1. O que exatamente será amparado?
Não caia na ilusão de que o seguro cobre tudo. Você deve perguntar exatamente o que está e o que não está coberto. Muitas vezes, uma opção parece mais barata simplesmente porque oferece menos amparos (por exemplo, apenas dois benefícios em vez de cinco), o que pode te deixar na mão em uma emergência.
2. Qual é o valor da franquia ou participação?
Nas seguradoras, você deve saber se a franquia é reduzida ou cheia e qual o percentual em relação à Tabela FIPE. Já nas associações de Proteção Veicular ou Proteção Patrimonial Mutualista (PPM), o termo correto é participação. Uma pergunta vital aqui é se existe cobrança de participação para danos a terceiros, uma prática comum em algumas associações, mas que não existe em seguradoras.
3. Como funciona a indenização em caso de Perda Total?
Em casos de roubo, furto ou acidentes graves onde não vale a pena consertar, você precisa saber quando e como será pago. Hugo Jordão alerta que, enquanto seguradoras costumam pagar em 30 dias, a maioria das associações leva cerca de 90 dias para realizar o ressarcimento. Uma dica para mitigar essa demora é verificar se o seu plano inclui o benefício de veículo reserva.
4. Posso escolher a minha oficina de confiança?

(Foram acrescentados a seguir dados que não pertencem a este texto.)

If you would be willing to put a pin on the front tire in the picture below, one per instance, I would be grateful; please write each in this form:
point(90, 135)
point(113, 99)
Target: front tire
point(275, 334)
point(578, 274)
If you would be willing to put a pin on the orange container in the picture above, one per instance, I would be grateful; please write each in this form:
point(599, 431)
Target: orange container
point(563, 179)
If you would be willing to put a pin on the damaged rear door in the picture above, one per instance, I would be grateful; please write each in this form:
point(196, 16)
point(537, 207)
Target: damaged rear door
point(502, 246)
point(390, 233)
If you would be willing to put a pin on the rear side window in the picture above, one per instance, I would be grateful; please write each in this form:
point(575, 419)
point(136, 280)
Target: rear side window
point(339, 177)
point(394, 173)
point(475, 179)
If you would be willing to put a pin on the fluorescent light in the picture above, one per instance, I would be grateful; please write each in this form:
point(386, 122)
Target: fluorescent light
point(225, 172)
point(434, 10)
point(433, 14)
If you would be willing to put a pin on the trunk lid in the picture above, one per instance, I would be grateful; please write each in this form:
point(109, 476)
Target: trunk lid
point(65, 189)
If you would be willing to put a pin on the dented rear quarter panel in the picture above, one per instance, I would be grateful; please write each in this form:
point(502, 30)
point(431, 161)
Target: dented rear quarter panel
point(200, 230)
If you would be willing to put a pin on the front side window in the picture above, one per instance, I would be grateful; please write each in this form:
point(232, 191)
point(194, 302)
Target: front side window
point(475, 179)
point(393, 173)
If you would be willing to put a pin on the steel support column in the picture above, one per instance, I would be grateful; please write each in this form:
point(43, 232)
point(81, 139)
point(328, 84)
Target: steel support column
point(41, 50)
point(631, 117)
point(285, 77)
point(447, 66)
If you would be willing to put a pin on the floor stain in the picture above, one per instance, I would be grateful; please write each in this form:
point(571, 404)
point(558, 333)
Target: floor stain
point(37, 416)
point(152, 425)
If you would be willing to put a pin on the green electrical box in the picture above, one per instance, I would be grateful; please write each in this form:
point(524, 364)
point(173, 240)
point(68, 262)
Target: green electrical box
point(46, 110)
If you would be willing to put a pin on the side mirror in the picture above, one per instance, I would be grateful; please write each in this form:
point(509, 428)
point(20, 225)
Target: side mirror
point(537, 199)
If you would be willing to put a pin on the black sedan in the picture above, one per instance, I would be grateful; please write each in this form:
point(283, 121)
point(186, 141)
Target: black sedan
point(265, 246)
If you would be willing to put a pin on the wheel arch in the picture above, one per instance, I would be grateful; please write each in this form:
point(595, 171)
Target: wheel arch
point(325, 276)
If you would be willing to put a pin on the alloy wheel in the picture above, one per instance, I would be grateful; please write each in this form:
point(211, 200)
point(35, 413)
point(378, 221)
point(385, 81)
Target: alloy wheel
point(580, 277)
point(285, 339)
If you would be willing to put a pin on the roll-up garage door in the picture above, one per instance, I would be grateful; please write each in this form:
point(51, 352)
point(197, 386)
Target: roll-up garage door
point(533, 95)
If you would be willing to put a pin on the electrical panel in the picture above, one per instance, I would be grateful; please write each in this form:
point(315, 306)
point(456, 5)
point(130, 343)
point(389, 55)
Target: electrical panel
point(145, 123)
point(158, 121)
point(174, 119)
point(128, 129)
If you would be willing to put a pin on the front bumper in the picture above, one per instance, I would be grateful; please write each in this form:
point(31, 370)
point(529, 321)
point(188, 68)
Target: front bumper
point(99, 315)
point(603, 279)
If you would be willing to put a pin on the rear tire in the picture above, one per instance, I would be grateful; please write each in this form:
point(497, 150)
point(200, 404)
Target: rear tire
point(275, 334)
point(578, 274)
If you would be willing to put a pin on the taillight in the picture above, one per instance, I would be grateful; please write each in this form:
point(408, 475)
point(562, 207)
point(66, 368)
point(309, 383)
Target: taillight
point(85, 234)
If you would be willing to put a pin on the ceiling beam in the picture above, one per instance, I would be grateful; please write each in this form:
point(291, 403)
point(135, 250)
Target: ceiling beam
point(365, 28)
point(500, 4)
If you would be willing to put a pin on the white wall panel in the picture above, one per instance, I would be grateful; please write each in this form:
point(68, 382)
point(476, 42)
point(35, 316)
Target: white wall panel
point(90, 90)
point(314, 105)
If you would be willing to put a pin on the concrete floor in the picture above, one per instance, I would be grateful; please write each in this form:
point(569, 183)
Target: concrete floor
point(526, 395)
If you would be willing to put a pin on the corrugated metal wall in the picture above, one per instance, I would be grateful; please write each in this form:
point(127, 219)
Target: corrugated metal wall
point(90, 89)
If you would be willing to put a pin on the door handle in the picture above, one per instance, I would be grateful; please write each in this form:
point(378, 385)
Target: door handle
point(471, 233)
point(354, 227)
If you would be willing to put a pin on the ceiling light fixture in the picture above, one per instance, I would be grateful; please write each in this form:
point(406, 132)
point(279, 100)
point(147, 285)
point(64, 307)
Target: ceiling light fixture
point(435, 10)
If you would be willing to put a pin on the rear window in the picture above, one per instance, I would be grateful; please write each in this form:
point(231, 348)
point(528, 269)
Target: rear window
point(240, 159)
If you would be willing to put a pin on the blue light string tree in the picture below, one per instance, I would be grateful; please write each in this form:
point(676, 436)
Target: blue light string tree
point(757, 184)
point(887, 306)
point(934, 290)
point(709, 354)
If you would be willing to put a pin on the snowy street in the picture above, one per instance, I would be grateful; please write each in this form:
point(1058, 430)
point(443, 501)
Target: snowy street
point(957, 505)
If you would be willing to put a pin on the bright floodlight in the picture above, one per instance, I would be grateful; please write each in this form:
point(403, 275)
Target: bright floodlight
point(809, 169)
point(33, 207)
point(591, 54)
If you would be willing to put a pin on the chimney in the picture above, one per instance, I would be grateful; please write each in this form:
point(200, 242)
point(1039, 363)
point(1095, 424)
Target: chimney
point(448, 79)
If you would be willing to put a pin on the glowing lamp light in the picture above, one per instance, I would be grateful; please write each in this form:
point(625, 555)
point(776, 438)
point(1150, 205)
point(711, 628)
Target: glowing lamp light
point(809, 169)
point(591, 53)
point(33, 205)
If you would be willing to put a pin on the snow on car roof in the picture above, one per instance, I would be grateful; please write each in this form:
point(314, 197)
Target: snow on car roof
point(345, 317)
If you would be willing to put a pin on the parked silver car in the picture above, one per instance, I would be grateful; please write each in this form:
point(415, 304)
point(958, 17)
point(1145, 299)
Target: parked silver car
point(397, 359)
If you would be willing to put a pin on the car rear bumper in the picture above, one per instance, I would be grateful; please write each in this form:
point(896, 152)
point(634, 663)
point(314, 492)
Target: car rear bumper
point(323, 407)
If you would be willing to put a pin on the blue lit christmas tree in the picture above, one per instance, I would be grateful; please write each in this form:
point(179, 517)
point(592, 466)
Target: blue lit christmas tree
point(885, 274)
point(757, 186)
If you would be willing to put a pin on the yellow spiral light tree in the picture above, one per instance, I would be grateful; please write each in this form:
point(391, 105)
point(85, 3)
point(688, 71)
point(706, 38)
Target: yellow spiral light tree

Se você tem um mecânico de intimidade e confiança, pergunte se pode levar o carro até ele ou se é obrigado a usar a rede credenciada ou referenciada da entidade. Verifique se a seguradora ou associação aceita a sua escolha de oficina antes de assinar o contrato.
5. Qual será o valor real do ressarcimento?
Muitos acreditam que sempre receberão 100% da Tabela FIPE, mas isso pode variar. Se o seu veículo for de leilão, por exemplo, pode haver um redutor de 10%, 20% ou até 25% no valor pago. É essencial questionar se há alguma "regra oculta" ou pegadinha sobre o valor que você receberá em diferentes tipos de sinistros.
Conclusão
Ter previsibilidade é o segredo para uma proteção eficiente. Ao fazer essas perguntas, você elimina as incertezas e garante que o amparo contratado atenda às suas reais necessidades e expectativas.